In May 2018, Medeiros competed in the European Open Powerlifting Championships in Berk Sur Mer, France, and won silver in the up to 86 kg category. In December, she won the gold medal at the Americas Regional Powertlifting Championships in Bogotá, Colombia, in the over 86 kg category. In February 2020, she competed in the Powerlifting World Cup in Abuja, Nigeria, but failed to complete all three of her attempts. At the 2020 Summer Paralympics, she lifted 121 kg and finished in fifth place. At the 2021 University Paralympics, Medeiros changed disciplines and competed in the F56 class shot put (for wheelchair users) and won silver with a mark of 5.33 meters.

In July 2022, at the Americas Open weightlifting event, held at the Logan University Campus in Chesterfield, United States, Medeiros won gold in the up to 86 kg category by lifting 126 kg. In December of the same year, at the Dubai stage in the United Arab Emirates, at the Para Powerlifting World Cup, she won silver and broke her own Americas record by lifting 129 kg. With the women's team, Medeiros won a gold medal alongside Lara Aparecida de Lima and Mariana D'Andrea.

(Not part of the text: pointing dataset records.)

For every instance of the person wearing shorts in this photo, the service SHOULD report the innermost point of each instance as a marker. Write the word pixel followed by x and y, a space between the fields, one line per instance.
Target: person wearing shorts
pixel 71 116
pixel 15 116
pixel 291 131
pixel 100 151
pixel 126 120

In August 2023, Medeiros competed in the World Para Powerlifting Championships in Dubai, United Arab Emirates. She competed in the women's up to 86 kg category, but had three of her movements disallowed, one of 135 kg and two of 136 kg. The Brazilian technical committee also launched a technical challenge, a device that requires the referees who disallowed the movement to reevaluate the decision based on images, however the lift remained void.